The current Kirkham Heights complex was built in 1950 and has 86 units, neatly nestled along an incline with some room to spare. But if the idea is drafted and approved, 86 units will be replaced with almost four times the amount of housing in that narrow spot.
As Noto said later, “Only 90 units of housing have been built in the Sunset over the past 10 years. I think it is imperative we build.”
According to Naomi Porat, co-founder of the project development management firm Transform Urban, the goal is to “create a model for environmentally and socially responsible urban infill development.” Another goal is to “attract a mix of income diversity, age diversity, and different types of housing.” Westlake Urban claims that 85 percent of current residents are “working professionals or students.”
Former SF Planning Commissioner Dennis Antenore was present. He insisted that the amount of affordable housing should be increased to more than 30 percent, since what is being envisioned is on a grand scale.
Local realtor John Barry who lives and works on 10th Ave, not far from the Kirkham Heights complex is in favor of more housing. But as he later said. “The 'Cezanne-like' rendering that accompanied the presentation says little of the reality here.” The bulk of construction for that many units has no other space to build, but up.
Barry believes newer construction ideas could be done. But he noted “what about parking?” “If 460 units were to be built, I don’t see how cars can fit into the site.” The idea of urging residents with cars to park on surrounding streets is unwise. “Parking in the neighborhood is a problem enough as it is,” he said.

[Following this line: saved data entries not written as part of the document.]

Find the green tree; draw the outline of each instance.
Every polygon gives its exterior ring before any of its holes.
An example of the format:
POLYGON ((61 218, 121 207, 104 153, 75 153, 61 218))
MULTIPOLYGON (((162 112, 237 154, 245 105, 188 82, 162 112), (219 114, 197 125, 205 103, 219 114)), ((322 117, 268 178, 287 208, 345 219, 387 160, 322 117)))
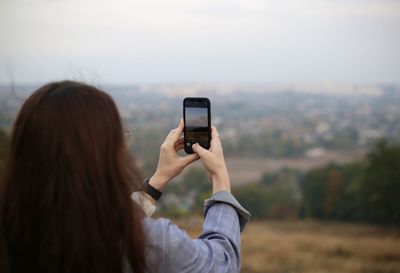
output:
POLYGON ((296 218, 301 205, 299 173, 283 169, 265 173, 255 184, 234 189, 234 194, 259 219, 296 218))
POLYGON ((382 140, 368 154, 361 200, 370 221, 400 224, 400 145, 382 140))
POLYGON ((160 201, 161 211, 173 216, 202 213, 204 200, 211 196, 211 192, 212 183, 206 171, 190 168, 181 181, 176 181, 166 188, 165 197, 160 201))
POLYGON ((235 188, 233 194, 254 218, 267 218, 268 211, 271 208, 271 195, 265 186, 260 184, 242 186, 235 188))
POLYGON ((307 172, 301 182, 303 203, 306 217, 323 218, 323 197, 325 195, 325 169, 307 172))
POLYGON ((301 181, 305 217, 365 220, 360 199, 364 162, 330 164, 305 173, 301 181))

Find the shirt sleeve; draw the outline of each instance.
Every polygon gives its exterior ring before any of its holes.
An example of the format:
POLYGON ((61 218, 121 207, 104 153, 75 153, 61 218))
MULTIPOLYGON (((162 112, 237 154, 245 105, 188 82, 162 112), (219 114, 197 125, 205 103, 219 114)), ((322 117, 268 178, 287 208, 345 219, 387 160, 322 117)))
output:
POLYGON ((229 202, 207 205, 203 231, 195 240, 167 219, 144 219, 149 272, 240 271, 240 214, 229 202))
POLYGON ((250 221, 251 214, 248 212, 236 198, 227 191, 219 191, 215 193, 210 199, 204 201, 204 214, 207 214, 207 210, 215 203, 226 203, 236 209, 239 215, 240 231, 243 231, 248 221, 250 221))
POLYGON ((131 194, 131 199, 138 204, 147 217, 151 217, 156 211, 156 206, 141 191, 135 191, 131 194))

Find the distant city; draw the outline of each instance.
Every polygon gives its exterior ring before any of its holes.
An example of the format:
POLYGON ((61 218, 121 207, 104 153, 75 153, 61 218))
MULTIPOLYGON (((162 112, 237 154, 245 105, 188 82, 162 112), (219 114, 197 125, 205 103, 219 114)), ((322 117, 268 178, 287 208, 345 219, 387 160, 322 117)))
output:
MULTIPOLYGON (((38 85, 0 86, 0 126, 9 131, 38 85)), ((400 140, 398 85, 153 84, 99 86, 115 99, 142 165, 155 161, 182 117, 186 96, 211 100, 211 120, 229 158, 318 158, 400 140)), ((363 152, 361 152, 363 154, 363 152)), ((151 165, 151 164, 150 164, 151 165)), ((150 166, 149 165, 149 166, 150 166)))

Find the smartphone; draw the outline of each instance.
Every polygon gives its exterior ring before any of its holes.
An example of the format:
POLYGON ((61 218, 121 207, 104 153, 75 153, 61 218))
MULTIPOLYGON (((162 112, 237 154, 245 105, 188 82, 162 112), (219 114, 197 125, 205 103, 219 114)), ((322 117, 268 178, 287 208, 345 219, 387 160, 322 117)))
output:
POLYGON ((193 154, 192 145, 199 143, 210 149, 211 142, 211 103, 208 98, 185 98, 183 100, 184 148, 193 154))

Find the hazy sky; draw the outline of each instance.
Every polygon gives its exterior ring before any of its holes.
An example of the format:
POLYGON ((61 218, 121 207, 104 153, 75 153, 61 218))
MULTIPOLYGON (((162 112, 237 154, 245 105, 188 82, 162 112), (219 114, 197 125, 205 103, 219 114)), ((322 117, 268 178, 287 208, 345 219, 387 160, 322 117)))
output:
POLYGON ((207 108, 186 107, 186 126, 207 127, 207 108))
POLYGON ((400 0, 0 0, 0 82, 400 82, 400 0))

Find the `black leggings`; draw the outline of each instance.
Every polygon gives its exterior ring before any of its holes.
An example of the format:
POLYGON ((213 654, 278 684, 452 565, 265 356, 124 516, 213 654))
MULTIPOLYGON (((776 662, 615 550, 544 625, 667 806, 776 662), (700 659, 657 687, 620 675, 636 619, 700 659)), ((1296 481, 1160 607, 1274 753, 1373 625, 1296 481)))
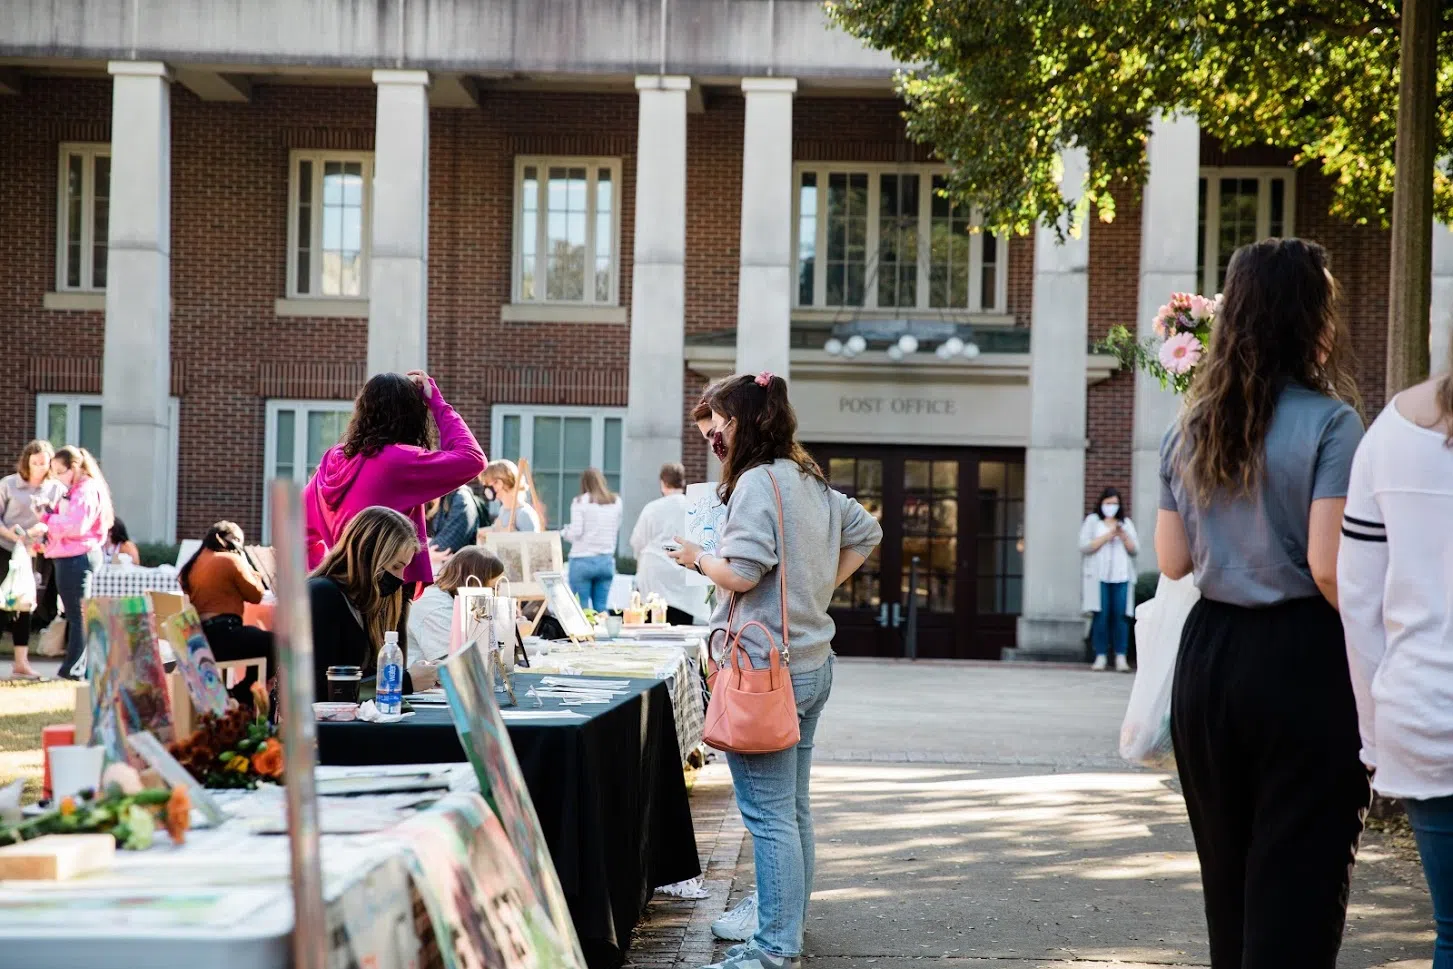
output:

Noto emphasized that the meeting’s purpose was informational. “Mostly for the ‘stakeholders’ and “no application has been submitted as of yet, Noto said. This is all preliminary.
Two representatives of the Planning Dept. were at the meeting, Marcelle Boudreaux and Kansai Uchida. “I was not impressed with them, said Barry it all seemed to be the developers who had all the info and answered questions.”

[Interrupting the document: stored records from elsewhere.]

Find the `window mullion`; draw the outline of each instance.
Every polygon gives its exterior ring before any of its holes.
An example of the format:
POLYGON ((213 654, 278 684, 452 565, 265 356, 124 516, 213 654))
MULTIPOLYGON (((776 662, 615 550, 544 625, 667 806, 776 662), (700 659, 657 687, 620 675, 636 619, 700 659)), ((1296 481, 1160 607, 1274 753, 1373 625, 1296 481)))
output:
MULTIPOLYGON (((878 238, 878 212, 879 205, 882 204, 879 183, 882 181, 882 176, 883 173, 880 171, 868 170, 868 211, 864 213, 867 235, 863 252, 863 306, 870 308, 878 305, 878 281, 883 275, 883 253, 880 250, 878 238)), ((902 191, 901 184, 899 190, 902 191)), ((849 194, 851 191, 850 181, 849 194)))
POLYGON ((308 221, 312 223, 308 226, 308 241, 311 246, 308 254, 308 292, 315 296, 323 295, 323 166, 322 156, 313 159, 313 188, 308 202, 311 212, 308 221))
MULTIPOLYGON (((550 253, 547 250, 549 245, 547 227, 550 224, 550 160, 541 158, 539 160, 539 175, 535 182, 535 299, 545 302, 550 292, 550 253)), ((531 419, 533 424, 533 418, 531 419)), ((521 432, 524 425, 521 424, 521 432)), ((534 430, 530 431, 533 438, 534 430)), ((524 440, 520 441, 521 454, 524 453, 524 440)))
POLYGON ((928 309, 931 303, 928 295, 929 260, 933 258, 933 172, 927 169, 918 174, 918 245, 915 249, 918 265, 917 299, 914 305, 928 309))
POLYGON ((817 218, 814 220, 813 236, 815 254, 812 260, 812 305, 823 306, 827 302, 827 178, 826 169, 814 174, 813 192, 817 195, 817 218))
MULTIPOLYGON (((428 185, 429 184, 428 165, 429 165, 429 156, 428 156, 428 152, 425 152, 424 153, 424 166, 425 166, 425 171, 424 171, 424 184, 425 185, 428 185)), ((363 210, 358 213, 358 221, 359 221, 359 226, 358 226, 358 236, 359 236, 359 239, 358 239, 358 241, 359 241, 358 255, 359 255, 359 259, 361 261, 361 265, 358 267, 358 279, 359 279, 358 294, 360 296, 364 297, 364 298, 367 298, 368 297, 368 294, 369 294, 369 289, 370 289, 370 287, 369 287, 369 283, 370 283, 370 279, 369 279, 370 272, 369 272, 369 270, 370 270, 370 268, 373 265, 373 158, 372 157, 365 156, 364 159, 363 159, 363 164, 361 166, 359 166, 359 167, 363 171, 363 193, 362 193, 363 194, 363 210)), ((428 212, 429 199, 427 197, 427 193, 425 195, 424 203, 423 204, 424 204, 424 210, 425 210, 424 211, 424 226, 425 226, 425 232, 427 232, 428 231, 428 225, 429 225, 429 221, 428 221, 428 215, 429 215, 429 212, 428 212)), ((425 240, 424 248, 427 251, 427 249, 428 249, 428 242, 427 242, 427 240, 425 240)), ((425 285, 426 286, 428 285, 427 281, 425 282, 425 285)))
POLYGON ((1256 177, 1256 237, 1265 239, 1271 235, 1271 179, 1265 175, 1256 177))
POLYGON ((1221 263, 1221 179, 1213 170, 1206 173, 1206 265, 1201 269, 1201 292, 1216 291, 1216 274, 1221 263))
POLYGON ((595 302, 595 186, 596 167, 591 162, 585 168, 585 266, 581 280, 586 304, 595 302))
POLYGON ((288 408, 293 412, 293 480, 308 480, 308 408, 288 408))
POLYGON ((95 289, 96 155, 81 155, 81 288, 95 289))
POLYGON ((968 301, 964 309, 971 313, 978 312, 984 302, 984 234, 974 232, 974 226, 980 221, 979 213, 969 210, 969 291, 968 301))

Tim Colen, of the Housing Action Coalition was present and is in favor of the idea. He promotes large-scale re-builds like Parkmerced. Located near San Francisco State University, Parkmerced was built after WWII and has been the subject of debate as plans are moving forward to add more high rise towers and demolish the garden duplex units. Many long-time residents were evicted and displaced as Parkmerced expansion has still not fully been approved or finalized.
Barry noted that even if the project gets underway, there was little understanding presented about rental laws. “Rent control is an issue and while I like the idea of new housing, where are the current residents going to go? It seems to be some tenants will be rolled off, like a log down the hill.” “If relocated during construction, he said, will they be able to come back?”
Then there are the environmental issues. So many units along a slim space of hillside; “Trees will have to go and some major moving of earth at Mt. Sutro. It won’t be easy,” said Barry.
Craig Dawson of Mount Sutro Stewards attended. He has lived in the area all is life and is a champion of the mountain and its trails. Developers say they will respect the mountain and its trails. Dawson later would only say, “nothing is set in stone at the moment. There isn’t even an Environmental Impact Report out yet. Plans may change six times or more, by then, so we have to wait and see.”